In a world where a scholar can team up with AI, they can allocate tasks to themselves, or to the AI, in a way that minimizes this constraint. For example, a scholar that is not good at making plots can substitute that skill with AI. Overall, this tide should raise all boats, but also, it makes research more intense while shifting the skills that determine who becomes a top scholar.
This is a challenge for scholars relying on tasks that AI is good, while those that have skills that are complementary, or foreign to an AI, can gain an advantage.
Some of these foreign skills are field specific and obvious. An anthropologist who travels deep into the jungle to connect with an uncontacted population is doing something that no AI can do.
Other skills are more general and fall into what we might call broadly a “sense of taste.”
In a world where ideas are easier to execute, the value of good ideas increases. AI thrives in the hands of humans with good judgment. So, scholars with a good intuition and ability to debug results from output should do well in this world.
Now, it is easy to snub AIGPs as low tier research. After all, a paper estimating inequality of attention on X can be considered low tier. But we need to be careful about generalizing from this example.
A core tenet of Clay Christensen’s disruptive innovation theory is that disruption comes from technologies that start by being worse. Digital photography started by being awfully pixelated. Yet its trajectory allowed it to displace chemical photography. The point is that, when we compare technologies, we need to think of rates of change, not levels. The level of AI generated research can be low today, but its slope looks steep.
Three years ago, filmmakers snubbed AI generated video and until recently, vibe coding was a dirty word. Today AIGPs may seem like a joke. But the question is not what type of research AI can do today, but what research it will be able to do in fifteen years. In some fields, like mathematics, there are already a few bright examples, like Claude helping solve long standing problems for Bartosz Naskręcki and the legendary Donald Knuth.

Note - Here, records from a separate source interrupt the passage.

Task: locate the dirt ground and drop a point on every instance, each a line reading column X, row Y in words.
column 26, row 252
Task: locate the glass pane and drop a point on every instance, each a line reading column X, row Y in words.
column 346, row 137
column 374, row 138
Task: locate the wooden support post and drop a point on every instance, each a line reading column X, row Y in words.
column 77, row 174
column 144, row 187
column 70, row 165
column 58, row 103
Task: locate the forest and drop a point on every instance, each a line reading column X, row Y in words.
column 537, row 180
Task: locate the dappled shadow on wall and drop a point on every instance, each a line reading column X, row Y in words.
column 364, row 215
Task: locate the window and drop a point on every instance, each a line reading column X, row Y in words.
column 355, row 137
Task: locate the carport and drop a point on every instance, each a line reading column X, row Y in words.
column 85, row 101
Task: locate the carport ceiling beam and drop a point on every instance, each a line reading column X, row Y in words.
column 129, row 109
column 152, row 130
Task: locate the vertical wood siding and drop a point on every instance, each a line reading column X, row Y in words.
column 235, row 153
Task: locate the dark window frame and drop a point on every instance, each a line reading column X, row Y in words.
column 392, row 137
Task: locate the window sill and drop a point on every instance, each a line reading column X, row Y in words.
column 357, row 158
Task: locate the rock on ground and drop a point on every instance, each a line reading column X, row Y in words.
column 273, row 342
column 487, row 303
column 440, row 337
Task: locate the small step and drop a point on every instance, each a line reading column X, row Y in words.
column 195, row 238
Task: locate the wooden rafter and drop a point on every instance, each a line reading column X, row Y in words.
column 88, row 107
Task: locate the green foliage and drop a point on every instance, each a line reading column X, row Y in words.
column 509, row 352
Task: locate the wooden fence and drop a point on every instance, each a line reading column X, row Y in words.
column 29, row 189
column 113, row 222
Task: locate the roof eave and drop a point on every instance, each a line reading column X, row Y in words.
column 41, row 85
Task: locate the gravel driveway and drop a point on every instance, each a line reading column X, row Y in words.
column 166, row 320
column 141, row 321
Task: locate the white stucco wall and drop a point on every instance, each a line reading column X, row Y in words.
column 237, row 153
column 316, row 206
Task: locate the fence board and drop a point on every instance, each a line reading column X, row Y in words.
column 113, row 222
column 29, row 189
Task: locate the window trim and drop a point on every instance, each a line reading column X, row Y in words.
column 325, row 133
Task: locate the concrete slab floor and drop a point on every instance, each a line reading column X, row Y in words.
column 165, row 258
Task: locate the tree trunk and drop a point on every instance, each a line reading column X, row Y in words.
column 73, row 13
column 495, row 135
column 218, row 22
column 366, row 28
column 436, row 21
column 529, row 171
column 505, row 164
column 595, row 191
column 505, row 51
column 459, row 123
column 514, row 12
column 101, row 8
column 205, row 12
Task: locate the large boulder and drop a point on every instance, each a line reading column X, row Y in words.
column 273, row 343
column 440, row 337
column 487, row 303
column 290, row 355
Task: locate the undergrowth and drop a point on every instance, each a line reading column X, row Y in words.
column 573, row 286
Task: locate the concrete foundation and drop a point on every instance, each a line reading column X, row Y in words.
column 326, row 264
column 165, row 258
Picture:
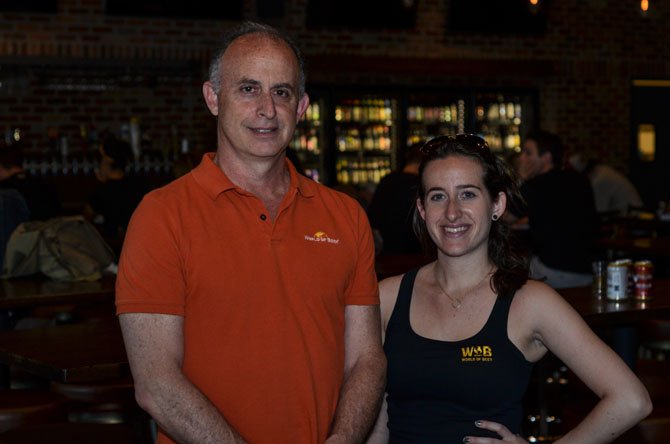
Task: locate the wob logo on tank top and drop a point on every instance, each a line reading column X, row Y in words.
column 320, row 236
column 477, row 353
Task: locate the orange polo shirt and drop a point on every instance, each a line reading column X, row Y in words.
column 263, row 301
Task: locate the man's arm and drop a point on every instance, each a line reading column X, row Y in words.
column 154, row 343
column 364, row 375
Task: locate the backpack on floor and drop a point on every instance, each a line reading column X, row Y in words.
column 62, row 248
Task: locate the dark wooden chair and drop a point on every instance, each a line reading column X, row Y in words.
column 68, row 433
column 30, row 407
column 106, row 402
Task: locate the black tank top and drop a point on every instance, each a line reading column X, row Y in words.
column 438, row 389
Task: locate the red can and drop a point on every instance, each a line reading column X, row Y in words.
column 642, row 275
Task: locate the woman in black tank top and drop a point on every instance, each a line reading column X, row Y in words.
column 461, row 333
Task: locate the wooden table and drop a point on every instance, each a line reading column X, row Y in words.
column 37, row 291
column 619, row 317
column 603, row 312
column 83, row 352
column 643, row 247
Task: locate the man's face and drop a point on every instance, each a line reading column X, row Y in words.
column 258, row 104
column 531, row 164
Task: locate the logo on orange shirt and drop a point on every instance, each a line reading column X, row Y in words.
column 320, row 236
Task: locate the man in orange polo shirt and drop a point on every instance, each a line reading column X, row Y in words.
column 246, row 292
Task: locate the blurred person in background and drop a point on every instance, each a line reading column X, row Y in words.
column 560, row 212
column 117, row 194
column 463, row 332
column 43, row 203
column 614, row 193
column 390, row 209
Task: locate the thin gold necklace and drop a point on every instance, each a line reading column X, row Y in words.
column 456, row 302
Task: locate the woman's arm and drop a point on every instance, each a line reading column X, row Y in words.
column 624, row 401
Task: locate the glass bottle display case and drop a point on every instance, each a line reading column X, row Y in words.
column 365, row 139
column 429, row 116
column 308, row 141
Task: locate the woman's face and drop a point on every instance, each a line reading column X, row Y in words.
column 457, row 207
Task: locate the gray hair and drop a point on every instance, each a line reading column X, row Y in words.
column 250, row 27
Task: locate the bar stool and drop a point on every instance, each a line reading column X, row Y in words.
column 29, row 407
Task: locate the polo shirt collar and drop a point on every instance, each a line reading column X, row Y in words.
column 214, row 181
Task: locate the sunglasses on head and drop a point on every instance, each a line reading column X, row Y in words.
column 470, row 141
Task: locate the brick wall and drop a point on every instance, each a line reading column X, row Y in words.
column 80, row 67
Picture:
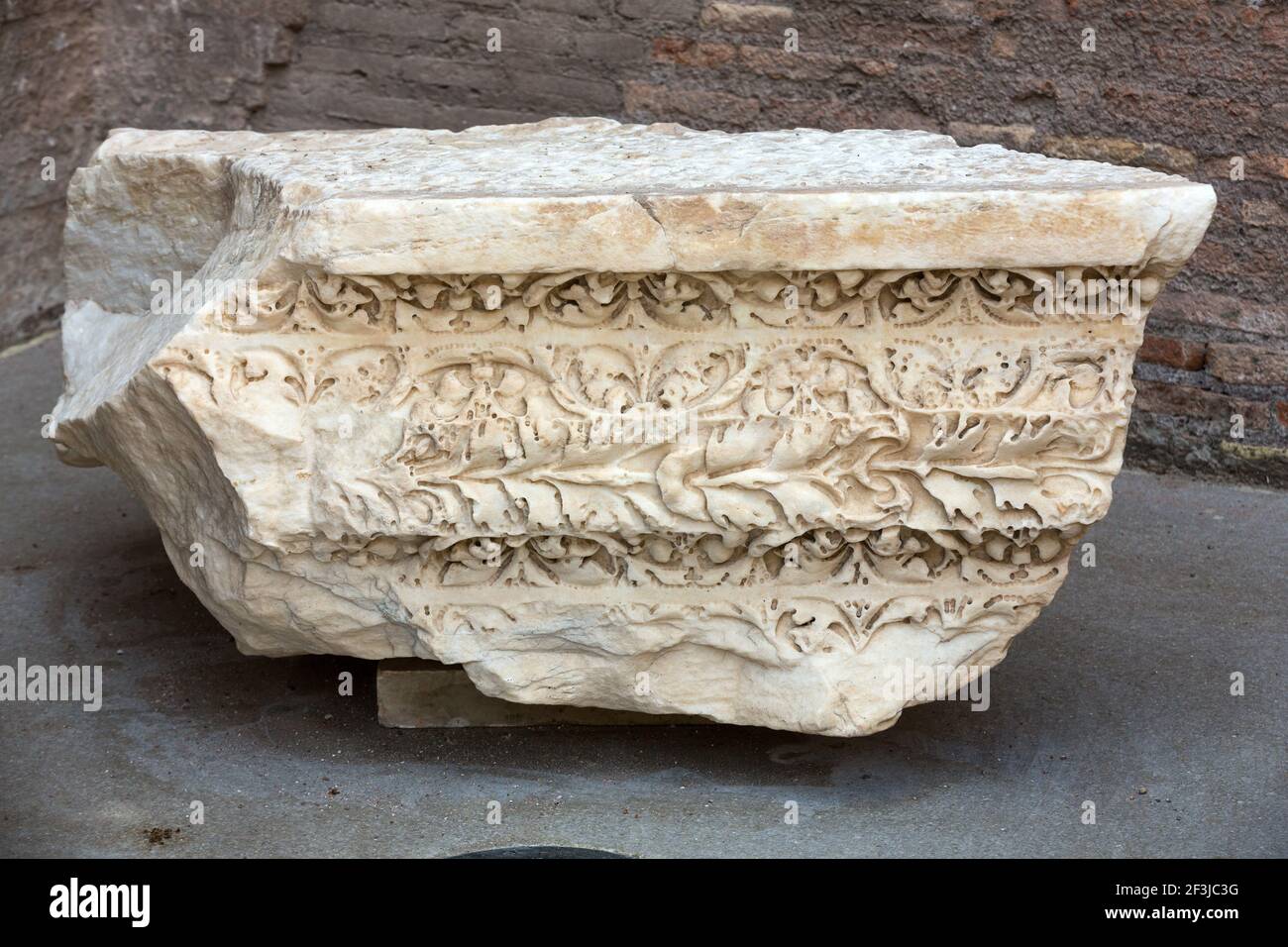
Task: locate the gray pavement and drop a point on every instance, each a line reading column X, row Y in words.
column 1124, row 684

So, will AI make our lives as researchers easier. I doubt it. In a world where the use of AI is increasingly more common the treadmill just keeps on running faster. The net effect is unlikely to be an increase in leisure, but an increase in competition and intensity.
So why I am running towards the tsunami with a surfboard? Because whether I am sleeping on the beach or running towards the ocean, the tsunami is coming. The question is not whether AI will change science, but whether we will learn to ride the wave.
ENDNOTES
[1] I only used personal funds for this project, for both X API and Claude credits.

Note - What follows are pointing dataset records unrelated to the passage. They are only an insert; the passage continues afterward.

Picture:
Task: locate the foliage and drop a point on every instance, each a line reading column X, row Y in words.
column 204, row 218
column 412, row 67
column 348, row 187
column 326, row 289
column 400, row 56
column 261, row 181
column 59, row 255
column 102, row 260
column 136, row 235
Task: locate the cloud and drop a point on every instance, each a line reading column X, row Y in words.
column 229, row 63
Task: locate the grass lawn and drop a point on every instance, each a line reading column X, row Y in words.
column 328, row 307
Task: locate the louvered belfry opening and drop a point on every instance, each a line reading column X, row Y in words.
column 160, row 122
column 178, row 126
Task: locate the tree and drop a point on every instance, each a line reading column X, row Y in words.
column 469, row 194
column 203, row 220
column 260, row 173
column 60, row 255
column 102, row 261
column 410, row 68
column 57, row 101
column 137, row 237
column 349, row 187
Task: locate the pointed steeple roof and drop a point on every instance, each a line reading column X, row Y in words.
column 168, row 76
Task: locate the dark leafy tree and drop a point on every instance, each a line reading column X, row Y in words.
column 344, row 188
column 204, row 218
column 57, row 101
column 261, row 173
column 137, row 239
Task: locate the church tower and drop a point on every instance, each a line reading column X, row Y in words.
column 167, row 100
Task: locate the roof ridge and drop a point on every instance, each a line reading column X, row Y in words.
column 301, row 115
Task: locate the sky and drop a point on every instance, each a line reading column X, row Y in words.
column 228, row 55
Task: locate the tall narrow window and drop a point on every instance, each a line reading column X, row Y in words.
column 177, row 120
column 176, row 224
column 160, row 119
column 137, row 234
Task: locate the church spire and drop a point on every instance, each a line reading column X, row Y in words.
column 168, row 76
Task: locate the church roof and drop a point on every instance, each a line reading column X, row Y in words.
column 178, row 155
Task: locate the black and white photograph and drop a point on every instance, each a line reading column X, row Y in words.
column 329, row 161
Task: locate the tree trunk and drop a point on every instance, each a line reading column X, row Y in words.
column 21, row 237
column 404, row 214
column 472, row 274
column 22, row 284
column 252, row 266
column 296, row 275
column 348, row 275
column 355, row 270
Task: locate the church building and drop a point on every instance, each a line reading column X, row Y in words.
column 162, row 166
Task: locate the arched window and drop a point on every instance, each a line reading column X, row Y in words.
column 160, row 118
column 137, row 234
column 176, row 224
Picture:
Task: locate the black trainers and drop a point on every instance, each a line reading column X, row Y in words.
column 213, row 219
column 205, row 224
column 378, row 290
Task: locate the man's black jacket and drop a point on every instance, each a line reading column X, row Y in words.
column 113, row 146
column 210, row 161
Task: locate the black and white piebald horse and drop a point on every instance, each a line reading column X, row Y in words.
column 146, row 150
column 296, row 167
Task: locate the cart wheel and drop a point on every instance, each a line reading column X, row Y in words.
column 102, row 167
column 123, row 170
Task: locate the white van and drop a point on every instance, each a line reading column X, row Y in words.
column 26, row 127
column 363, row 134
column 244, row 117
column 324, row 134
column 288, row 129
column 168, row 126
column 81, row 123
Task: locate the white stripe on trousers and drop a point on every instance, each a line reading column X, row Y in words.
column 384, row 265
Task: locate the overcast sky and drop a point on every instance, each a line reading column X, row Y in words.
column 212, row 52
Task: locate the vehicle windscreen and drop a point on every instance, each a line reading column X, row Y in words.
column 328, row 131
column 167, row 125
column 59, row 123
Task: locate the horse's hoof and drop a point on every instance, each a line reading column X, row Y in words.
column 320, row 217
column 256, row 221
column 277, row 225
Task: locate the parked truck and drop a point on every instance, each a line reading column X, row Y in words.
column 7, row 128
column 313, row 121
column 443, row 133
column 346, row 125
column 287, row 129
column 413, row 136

[2] e.g. impressions grow like followers^a with a<1
[3] Other scholars are also encountering this idea of forgiveness. While working on this post, Kieron Flanagan pointed me to this recent post exploring the same concept prompted by a conversation we had the night before https://researchonresearchinstitute.substack.com/p/no-paper-is-perfect
[4] Weak-link models are already being used to understand the economic impact of AI: https://web.stanford.edu/~chadj/slides-automation.pdf
ACKNOWLDEGMENTS
I would like to thank Johannes Wachs, Jonathan Stieglitz, and Anna Sokolovska for useful comments.